Researchers should also realize that health care providers are not always supportive of research and, in some instances, advise their patients against participating in clinical trials. Sometimes, physicians do not keep up with the latest research and are unaware that there are trials that may help some of their patients and that pharmaceutical companies, which many assume are interesting in pulling in research participants for their products, often want to target larger pools of patients from doctors directly, said Layla B. Baker, from the MPH Indiana Minority Health Coalition.
Baker said the coalition, which was founded in 1992 to address disparities between minority and white populations, learned that researchers should keep presentations to community organizations simple and tailor them very specifically. In addressing community groups, the response was better when the information addressed their particular health issues and racial or ethnic groups.
Woods and Olivia Swift-Ford, one of her research partners from Loma Linda University in California, said their study to determine how to get black women more involved in clinical and prevention research revealed that one of the primary reasons women had not participated in the past was they had never been asked. The researchers discovered that after education and community outreach, the number of people willing to participate in clinical studies increased dramatically.
“Women want to participate, but they need to be asked,” Swift-Ford said. “That’s just the bottom line. Not one of the women I talked to had talked to their physicians about clinical trials. I tell them. 'You need to be aggressive about your care, and you need to talk to your physician.'”

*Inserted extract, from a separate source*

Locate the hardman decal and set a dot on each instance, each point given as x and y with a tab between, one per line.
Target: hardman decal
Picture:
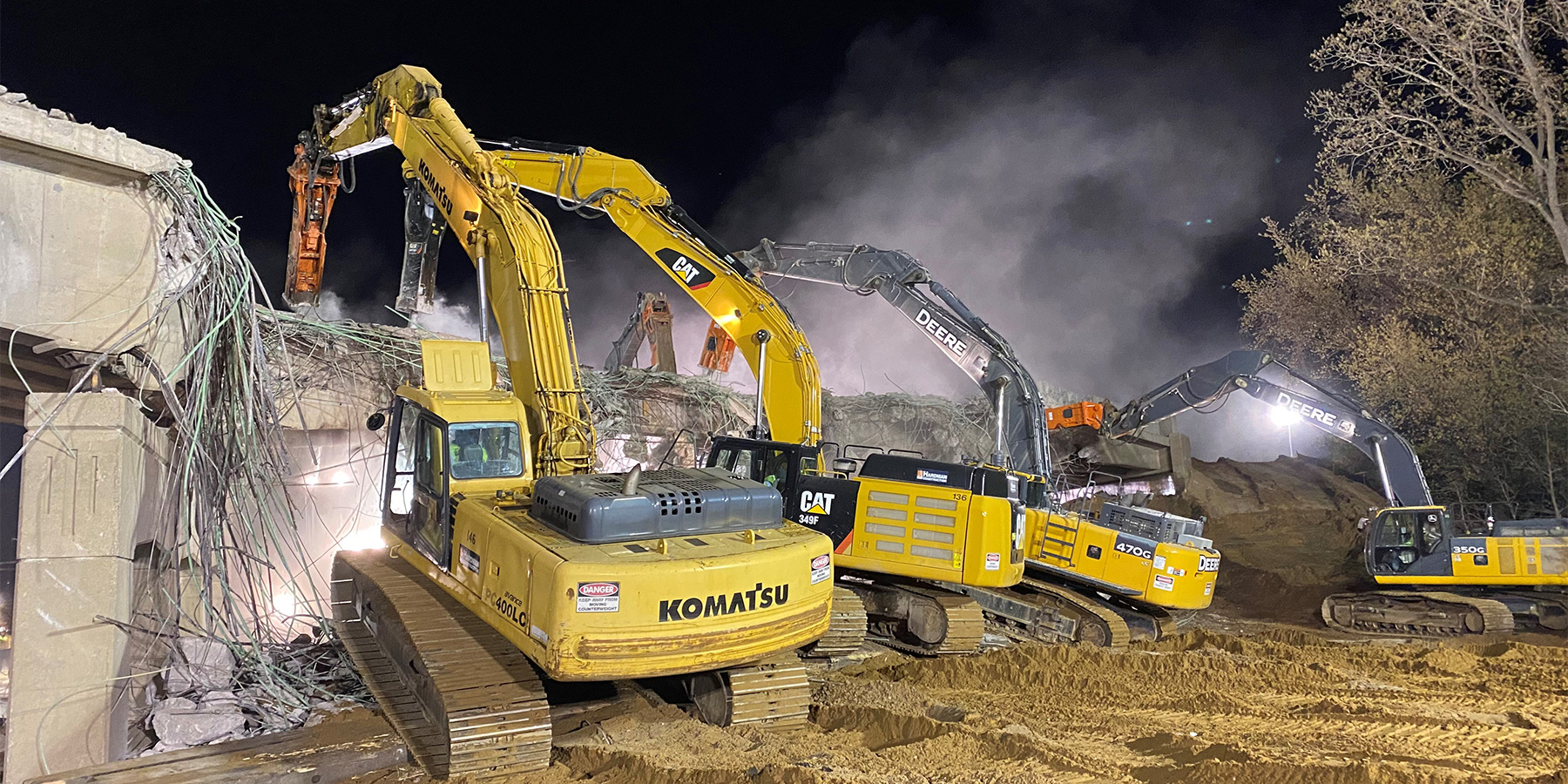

Further, even though some clinical studies provide some monetary incentive to pull in participants, the researchers found that most black people weren’t in it for the money.
They were interested in prevention, quality of life, trying to keep their families from developing the same health problems and in working with researchers who had a vested interest in their health outcomes.
“People want to participate if they felt the researcher was really, truly interested in them,” Woods said.
Prospective subjects are clear, Swift-Ford said, and often tell researchers point blank: “We don’t want people who are going to come in and use us, and then we’re never going to hear from them again.”